When you buy a property to let out, you are becoming a landlord and owning investment property is not like owning your own home. Instead you are effectively running a small business.
Research your market
When looking for a suitable property you should do thorough research. You can do this yourself or employ a specialist letting agent to help you find the area and property you are looking for. If you do plan on researching the market yourself, you will need to gather information from local estate agents, newspapers, employers and local authority regarding the demand for and supply of, rented housing.
Attracting tenants
So you’ve now researched and have a good idea of where you would like to buy a property. You will now need to think about the type of tenant you are aiming to attract to your property. Will you be hoping to attract single people or families, as they will have different requirements from the home they choose to rent? You should also look at how close the property is to local amenities such as shops, transport and schools, and access whether these are the types of amenities that will be important to your prospective tenants. So if you are aiming to let your property to a family with young children, how close the nearest schools are, will be very influential on where they choose to rent. It is also important to remember that your property should have features that are attractive to would be tenants, rather than would be buyers.
Managing your property
Your responsibilities
When you have chosen a property, you will need to decide who will manage it for you. If you manage it yourself, you will be responsible for:
- Finding tenants
- Checking tenant references
- Collecting rent
- Maintaining the property
- Dealing with problems
Your legal responsibilities
You will also need to be aware of your legal responsibilities as a landlord such as:
- Carrying out repairs
- Ensuring that all furniture and furnishings meet the desired fire safety requirements
- Ensuring the safety of gas and electrical appliances
You should also familiarise yourself with the landlord and tenant law, to understand your responsibilities as a landlord and the rights your tenants enjoy. The department of the Environment, Transport and the regions (DETR) have published a highly useful guide for landlords in England and Wales called “Assured and assured shorthold tenancies” which is free from the Department of the Environment, Transport and the Regions and can be obtained by calling 0870 1226 236 or downloading from www.communities.gov.uk.
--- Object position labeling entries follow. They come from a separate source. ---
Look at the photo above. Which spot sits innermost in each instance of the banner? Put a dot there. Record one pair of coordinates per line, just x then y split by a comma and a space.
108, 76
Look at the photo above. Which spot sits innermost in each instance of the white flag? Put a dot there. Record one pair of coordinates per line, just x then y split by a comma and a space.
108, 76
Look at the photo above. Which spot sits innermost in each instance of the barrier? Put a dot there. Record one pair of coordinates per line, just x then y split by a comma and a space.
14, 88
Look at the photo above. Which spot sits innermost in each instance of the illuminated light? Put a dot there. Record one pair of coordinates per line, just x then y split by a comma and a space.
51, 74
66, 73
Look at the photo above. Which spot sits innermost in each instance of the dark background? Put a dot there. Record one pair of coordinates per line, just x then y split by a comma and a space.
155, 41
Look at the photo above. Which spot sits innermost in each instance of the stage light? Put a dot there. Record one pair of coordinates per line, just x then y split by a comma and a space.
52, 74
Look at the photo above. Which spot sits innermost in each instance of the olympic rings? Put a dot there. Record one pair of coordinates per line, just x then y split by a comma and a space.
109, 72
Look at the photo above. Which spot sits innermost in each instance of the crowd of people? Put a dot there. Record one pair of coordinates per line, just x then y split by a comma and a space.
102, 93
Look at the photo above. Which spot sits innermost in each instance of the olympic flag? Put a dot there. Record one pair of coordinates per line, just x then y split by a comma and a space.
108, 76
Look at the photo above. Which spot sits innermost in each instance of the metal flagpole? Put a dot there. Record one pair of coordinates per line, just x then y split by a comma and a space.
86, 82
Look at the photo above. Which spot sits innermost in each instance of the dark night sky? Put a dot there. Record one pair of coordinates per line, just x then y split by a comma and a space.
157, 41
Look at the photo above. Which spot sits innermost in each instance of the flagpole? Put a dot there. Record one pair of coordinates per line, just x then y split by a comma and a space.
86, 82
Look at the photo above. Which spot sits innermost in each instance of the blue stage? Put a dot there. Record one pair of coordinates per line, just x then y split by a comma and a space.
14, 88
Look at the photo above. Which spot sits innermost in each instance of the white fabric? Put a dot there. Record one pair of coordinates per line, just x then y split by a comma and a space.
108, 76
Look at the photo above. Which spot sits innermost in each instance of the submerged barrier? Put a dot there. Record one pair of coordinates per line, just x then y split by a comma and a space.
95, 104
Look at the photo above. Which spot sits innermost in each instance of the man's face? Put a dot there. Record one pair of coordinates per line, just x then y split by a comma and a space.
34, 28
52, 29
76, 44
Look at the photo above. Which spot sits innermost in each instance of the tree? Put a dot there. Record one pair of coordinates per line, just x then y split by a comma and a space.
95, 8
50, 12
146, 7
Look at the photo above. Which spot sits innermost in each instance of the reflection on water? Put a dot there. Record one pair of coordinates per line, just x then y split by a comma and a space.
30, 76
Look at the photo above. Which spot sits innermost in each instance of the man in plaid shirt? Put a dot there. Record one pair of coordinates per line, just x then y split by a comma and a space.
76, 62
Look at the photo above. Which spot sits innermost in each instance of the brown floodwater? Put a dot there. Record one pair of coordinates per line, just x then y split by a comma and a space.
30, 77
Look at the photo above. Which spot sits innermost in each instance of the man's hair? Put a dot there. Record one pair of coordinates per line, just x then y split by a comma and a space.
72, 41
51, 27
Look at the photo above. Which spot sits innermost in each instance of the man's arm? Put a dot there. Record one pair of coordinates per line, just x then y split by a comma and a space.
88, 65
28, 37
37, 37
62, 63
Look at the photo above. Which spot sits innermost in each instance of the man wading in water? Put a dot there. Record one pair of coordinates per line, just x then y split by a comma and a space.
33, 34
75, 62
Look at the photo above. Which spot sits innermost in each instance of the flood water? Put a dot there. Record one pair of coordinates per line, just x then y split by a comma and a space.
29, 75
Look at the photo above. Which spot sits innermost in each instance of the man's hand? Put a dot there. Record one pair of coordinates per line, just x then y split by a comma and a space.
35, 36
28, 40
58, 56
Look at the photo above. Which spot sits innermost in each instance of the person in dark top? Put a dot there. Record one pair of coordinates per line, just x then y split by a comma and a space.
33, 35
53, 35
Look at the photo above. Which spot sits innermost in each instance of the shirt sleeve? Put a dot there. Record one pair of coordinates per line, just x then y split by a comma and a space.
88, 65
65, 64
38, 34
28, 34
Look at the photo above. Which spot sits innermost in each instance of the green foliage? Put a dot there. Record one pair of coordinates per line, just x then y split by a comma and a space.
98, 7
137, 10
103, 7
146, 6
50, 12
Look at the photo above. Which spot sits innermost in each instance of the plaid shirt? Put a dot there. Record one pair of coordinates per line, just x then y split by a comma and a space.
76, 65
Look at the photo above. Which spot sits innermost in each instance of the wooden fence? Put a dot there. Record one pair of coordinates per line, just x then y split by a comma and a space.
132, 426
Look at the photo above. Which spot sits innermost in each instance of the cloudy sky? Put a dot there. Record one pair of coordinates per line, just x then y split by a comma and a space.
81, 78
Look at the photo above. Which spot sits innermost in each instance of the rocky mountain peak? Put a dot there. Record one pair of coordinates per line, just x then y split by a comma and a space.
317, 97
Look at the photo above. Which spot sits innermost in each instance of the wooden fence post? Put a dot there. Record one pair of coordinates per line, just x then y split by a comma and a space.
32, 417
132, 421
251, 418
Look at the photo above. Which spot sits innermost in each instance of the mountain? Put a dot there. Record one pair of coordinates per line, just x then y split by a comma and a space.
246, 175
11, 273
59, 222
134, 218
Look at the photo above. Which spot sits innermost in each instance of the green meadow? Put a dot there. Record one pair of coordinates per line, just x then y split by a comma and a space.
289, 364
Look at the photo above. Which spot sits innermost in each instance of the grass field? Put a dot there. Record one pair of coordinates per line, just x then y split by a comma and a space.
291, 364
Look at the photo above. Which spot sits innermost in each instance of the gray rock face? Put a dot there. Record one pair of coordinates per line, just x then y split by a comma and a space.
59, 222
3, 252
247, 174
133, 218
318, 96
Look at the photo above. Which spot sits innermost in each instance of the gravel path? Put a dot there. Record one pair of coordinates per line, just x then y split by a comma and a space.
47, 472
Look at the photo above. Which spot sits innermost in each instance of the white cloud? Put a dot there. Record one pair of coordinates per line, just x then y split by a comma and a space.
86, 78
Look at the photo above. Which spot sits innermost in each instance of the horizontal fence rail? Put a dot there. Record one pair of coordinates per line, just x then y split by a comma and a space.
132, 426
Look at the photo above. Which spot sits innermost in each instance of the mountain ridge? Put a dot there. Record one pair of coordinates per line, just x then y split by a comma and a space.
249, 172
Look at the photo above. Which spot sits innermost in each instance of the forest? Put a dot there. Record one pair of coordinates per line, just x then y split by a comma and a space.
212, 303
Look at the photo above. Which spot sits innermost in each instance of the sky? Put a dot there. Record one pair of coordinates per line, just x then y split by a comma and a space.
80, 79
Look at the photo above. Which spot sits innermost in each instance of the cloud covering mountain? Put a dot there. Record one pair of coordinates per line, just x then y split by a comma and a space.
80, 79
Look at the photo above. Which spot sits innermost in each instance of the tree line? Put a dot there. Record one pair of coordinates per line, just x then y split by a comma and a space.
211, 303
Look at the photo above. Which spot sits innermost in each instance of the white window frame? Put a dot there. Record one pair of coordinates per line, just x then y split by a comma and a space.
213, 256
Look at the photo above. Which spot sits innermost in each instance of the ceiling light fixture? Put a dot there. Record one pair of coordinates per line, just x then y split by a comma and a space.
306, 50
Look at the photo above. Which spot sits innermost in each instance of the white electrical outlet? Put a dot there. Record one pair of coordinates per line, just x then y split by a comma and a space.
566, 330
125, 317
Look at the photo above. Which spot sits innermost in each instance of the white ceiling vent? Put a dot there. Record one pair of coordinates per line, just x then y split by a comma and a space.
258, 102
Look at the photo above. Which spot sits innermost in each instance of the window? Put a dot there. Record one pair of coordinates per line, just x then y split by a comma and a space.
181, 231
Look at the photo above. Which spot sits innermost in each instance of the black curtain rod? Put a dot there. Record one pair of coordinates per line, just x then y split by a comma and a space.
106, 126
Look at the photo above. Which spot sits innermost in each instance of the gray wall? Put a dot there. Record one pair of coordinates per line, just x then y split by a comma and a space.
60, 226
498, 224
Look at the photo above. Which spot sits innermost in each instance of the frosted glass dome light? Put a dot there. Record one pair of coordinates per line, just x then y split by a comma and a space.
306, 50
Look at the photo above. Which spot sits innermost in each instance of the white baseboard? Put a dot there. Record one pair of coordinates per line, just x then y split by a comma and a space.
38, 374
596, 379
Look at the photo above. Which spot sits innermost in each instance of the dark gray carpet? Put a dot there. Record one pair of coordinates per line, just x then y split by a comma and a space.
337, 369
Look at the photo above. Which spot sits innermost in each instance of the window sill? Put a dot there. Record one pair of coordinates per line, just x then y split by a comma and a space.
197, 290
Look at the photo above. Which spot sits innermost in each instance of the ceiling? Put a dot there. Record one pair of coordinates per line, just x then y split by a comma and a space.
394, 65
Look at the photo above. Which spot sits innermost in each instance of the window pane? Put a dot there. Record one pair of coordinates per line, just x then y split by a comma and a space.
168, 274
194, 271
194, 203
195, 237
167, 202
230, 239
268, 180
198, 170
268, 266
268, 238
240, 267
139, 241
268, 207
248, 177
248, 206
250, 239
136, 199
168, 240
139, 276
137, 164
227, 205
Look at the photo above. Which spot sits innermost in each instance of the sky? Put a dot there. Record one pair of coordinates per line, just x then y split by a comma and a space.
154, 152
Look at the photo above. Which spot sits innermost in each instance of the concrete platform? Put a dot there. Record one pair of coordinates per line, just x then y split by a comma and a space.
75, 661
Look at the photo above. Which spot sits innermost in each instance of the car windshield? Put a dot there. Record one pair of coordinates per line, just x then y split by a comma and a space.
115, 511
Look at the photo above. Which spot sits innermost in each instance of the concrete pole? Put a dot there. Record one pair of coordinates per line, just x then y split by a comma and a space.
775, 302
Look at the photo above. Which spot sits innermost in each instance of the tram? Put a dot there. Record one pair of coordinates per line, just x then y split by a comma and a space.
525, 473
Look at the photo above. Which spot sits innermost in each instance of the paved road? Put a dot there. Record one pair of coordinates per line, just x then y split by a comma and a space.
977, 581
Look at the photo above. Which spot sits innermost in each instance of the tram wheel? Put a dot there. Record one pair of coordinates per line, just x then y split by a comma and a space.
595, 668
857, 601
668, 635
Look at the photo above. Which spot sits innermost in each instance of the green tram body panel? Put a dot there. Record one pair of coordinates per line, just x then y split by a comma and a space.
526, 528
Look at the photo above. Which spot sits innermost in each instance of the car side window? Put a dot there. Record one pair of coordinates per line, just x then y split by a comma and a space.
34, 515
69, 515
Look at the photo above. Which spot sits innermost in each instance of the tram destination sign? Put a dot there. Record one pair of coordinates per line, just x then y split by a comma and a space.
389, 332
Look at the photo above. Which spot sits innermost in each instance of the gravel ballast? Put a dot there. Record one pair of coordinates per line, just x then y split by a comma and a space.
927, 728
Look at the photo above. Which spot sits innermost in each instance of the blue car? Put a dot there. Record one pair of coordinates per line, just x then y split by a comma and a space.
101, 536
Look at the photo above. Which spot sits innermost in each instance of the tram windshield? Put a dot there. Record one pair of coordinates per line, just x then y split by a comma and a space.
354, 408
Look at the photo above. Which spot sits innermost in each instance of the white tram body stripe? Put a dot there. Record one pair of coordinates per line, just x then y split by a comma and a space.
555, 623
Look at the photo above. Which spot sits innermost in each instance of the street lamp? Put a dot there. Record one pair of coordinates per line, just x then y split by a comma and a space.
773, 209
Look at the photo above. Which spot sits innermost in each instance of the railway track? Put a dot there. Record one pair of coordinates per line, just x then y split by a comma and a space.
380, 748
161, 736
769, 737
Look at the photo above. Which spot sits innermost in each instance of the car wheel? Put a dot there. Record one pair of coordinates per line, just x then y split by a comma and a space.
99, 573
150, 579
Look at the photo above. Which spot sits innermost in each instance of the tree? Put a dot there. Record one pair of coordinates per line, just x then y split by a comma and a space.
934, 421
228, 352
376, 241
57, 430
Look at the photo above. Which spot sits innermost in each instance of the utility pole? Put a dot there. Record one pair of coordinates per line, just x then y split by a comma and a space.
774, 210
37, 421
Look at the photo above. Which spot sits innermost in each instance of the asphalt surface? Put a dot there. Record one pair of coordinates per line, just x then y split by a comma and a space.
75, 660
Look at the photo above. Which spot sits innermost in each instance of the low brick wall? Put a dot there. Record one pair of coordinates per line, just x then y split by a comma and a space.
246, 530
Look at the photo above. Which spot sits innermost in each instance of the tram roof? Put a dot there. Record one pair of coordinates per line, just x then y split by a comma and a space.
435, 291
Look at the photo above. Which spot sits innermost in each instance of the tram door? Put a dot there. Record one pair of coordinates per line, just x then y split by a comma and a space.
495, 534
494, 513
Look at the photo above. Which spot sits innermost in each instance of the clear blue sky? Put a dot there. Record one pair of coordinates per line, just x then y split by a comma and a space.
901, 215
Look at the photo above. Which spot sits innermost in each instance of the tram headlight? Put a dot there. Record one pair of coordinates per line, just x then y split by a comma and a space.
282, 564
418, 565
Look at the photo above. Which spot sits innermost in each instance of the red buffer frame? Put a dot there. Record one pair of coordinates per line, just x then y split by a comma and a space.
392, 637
When your property is empty
You should remember that there may be periods of time when you are unable to find tenants for your property and it will be sitting empty, with no rental income coming in. Obviously you will still be expected to continue repaying your mortgage so you will need to think about how you will meet your mortgage repayments in these circumstances. This could particularly apply if you choose a property in an area where the supply of rental property exceeds demand from tenants.
Managing your property
As well as managing your property, you will be responsible for maintaining it. Besides regular repairs and maintenance, properties can benefit from routine improvements which maintain their attractiveness among would be tenants. You may find that your property will be in need of an overhaul after a tenancy finishes. Naturally, you will have to finance this work yourself. What’s more, your property is likely to be empty and you will not receive a rental income, while your property is being improved.
Management agents
Given the number of different responsibilities you could face as a landlord and the limitations on your own time, with other work commitments or family life, you may wish to use a managing agent to look after your property for you. This will cost you approximately 10% - 15% of your monthly income and recommend you shop around for the best deal from your local management agents.
Choosing a Mortgage
You will need to ask yourself how much you can afford to pay, and how you will pay for it. If you take out a mortgage, you should work out what percentage of the value of the property you need to borrow. Typically lenders allow people to borrow up to 80% of the property’s value. The size of the loan is usually linked to the expected rental income. As a guide, your lender will expect your monthly rental income to be 25% to 50% greater than your monthly mortgage payments.
Choices of mortgage
When you choose your mortgage it will be between a repayment mortgage or an interest only mortgage. With an interest only mortgage, some lenders require you to have a suitable investment product in place. If you have a repayment mortgage, some lenders may also advise you to arrange life insurance to run alongside your mortgage. You may be able to choose between a fixed rate and a variable rate mortgage. A fixed rate mortgage will give you some certainty about your mortgage repayments while variable rates could move up and down. You should also remember that your mortgage payments could rise if interest rates rise, depending on the type of mortgage you have.
The costs to expect
As well as your mortgage payments you will need to pay for:
- Building insurance
- Consider contents cover, if your property is furnished
- Maintenance costs
- Periods when you are receiving no rental income because the property Is empty or the tenants have fallen behind with their payments
- Mortgage repayment increases due to interest rate rises, which you may not be able to recover immediately from rent increases
Your tax liability
Last but not least, your tax liability as a landlord. Before you can calculate what your income from your property will be after taking into account all necessary expenditure, you should recognise that the profits from renting property are taxable. However, you will be able to offset some of the costs you incur as a landlord against tax.
You will have to pay the following taxes:
- Income tax
- Stamp duty when you purchase your property
- Capital gains tax when you sell the property
You can find out more about the tax treatment of income from rented property in Taxation of Rents; A guide to Property Income IR150 and can be found on www.hmrc.gov.uk
The information contained within this section is for informative reasons only and the responsibility for purchasing a Buy to let property rests with the investor.